We now learn – from Der Spiegel last week and today’s NYT – that Goldman Sachs has not only helped or encouraged some European governments to hide a large part of their debts, but it also endeavored to do so for Greece as recently as last November. These actions are fundamentally destabilizing to the global financial system, as they undermine: the eurozone area; all attempts to bring greater transparency to government accounting; and the most basic principles that underlie well-functioning markets. When the data are all lies, the outcomes are all bad – see the subprime mortgage crisis for further detail.

A single rogue trader can bring down a bank – remember the case of Barings.
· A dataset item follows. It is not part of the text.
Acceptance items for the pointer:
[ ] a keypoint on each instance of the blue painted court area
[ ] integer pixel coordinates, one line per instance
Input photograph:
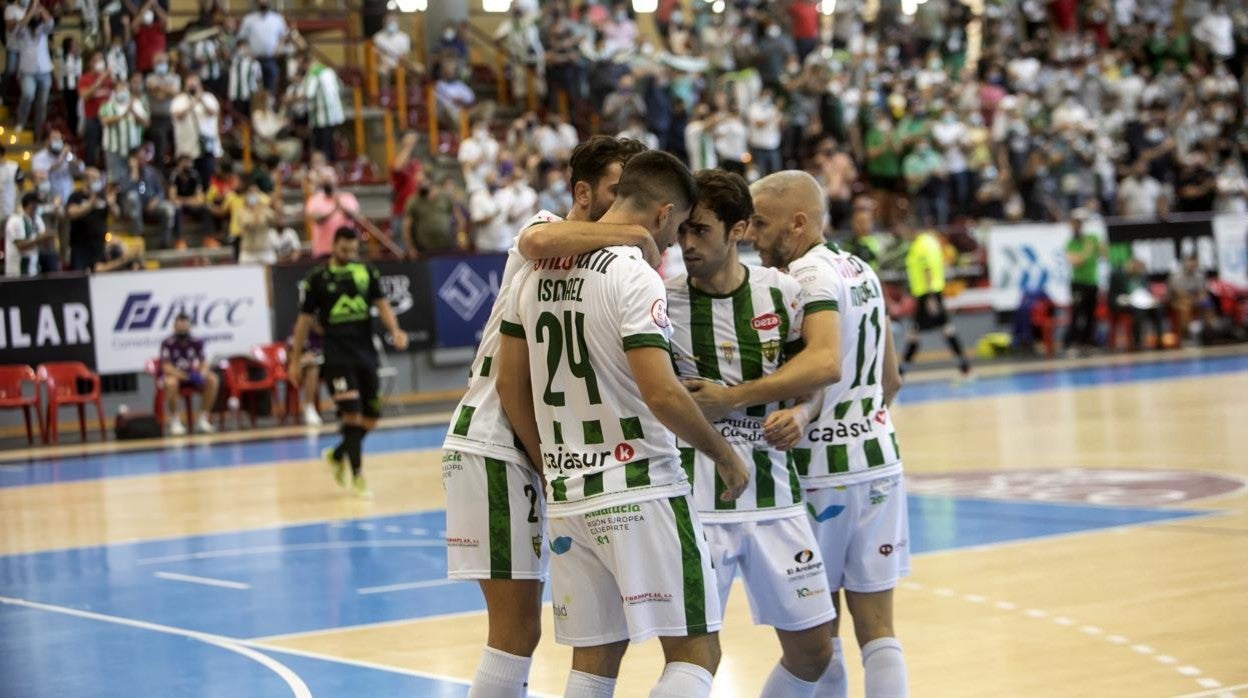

But a single rogue bank can bring down the world’s financial system.

Goldman will dismiss this as “business as usual” and, to be sure, a few phone calls around Washington will help ensure that Goldman’s primary supervisor – now the Fed – looks the other way.

But the affair is now out of Ben Bernanke’s hands, and quite far from people who are easily swayed by the White House. It goes immediately to the European Commission, which has jurisdiction over eurozone budget issues. Faced with enormous pressure from those eurozone countries now on the hook for saving Greece, the Commission will surely launch a special audit of Goldman and all its European clients.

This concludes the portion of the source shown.